Le taux de retour. Exemple de la France : sur les 80 000 déportés politiques et droit commun, le taux de retour est de 60%. En ce qui concerne les juifs, leur nombre s'élève à 76 000 avec un taux de retour de 2,5%. On a bien deux types de déportation. En outre les enfants sont assassinés, le ¼ des victimes avaient moins de 15 ans. Il n'y a jamais eu d'équivalent à cela : aucun peuple n'a eu sa jeunesse détruite ainsi, on détruit les jeunes pour empêcher l'avenir.
Hiroshima c'est un crime de guerre, un moyen barbare de mettre fin à une guerre, mais pas de génocide, il n'y a pas la volonté d'en finir avec tous les japonais.
On voit bien qu'il ne s'agit pas d'aller à Auschwitz pour voir et savoir mais l'inverse : il faut savoir pour voir. Auschwitz n'est pas un accident, ce n'est pas un dérapage, mais l'aboutissement de l'une des pistes de l'Europe. C'est une des faces de l'Europe, celle des anti-lumières. C'est le gouffre de ce qu'aucun être humain n'aurait dû voir ( Hannah Arendt).
A Birkenau il n'y a pas grand chose à voir mais un rien qui nous aveugle.

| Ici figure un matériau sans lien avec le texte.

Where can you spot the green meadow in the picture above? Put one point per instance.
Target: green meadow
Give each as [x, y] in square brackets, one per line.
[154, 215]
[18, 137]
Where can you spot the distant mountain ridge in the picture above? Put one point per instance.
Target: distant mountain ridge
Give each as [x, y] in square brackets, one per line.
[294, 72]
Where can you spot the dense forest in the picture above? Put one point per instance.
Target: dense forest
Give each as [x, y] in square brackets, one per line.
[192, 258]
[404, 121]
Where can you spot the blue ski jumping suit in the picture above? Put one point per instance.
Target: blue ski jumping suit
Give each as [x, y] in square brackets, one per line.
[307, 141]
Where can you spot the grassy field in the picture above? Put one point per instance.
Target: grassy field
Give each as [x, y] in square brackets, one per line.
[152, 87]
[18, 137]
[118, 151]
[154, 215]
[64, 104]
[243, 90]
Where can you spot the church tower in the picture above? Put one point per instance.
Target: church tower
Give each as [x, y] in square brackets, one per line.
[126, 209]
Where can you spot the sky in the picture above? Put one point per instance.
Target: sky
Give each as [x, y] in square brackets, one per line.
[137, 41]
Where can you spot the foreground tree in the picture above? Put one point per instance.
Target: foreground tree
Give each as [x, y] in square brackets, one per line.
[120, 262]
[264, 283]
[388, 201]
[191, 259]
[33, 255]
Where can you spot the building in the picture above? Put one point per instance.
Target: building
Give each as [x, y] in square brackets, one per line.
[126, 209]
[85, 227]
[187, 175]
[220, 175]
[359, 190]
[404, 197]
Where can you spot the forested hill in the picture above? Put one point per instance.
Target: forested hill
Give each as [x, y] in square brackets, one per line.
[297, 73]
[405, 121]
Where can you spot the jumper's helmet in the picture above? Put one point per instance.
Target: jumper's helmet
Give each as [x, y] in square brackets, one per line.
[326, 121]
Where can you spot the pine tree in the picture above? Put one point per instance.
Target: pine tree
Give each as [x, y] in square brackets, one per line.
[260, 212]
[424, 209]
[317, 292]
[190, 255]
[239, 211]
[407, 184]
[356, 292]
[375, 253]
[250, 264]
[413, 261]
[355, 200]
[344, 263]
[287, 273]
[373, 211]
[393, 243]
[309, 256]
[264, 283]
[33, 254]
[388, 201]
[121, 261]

Cf Lacan : c'est ce que nous ne voyons pas qui nous regarde le plus ; les squelettes des cheminées suffisent à dire la fabrication des cadavres. L'enfer, non, la mort, non, mais la mort de la mort ; les cendres, les ordures, l'abjection. Rupture radicale avec l'humanité, il s'agit d'un autre monde. On ne peut plus être au monde, innocent. Ce qui a été détruit à Birkenau c'est le destin d'hommes. Désormais l'humanité est cassée, par une idéologie qui a décidé de prendre la place du créateur. Voir George Bataille en 1947 , désormais l'image de l'homme est inséparable d'une chambre à gaz.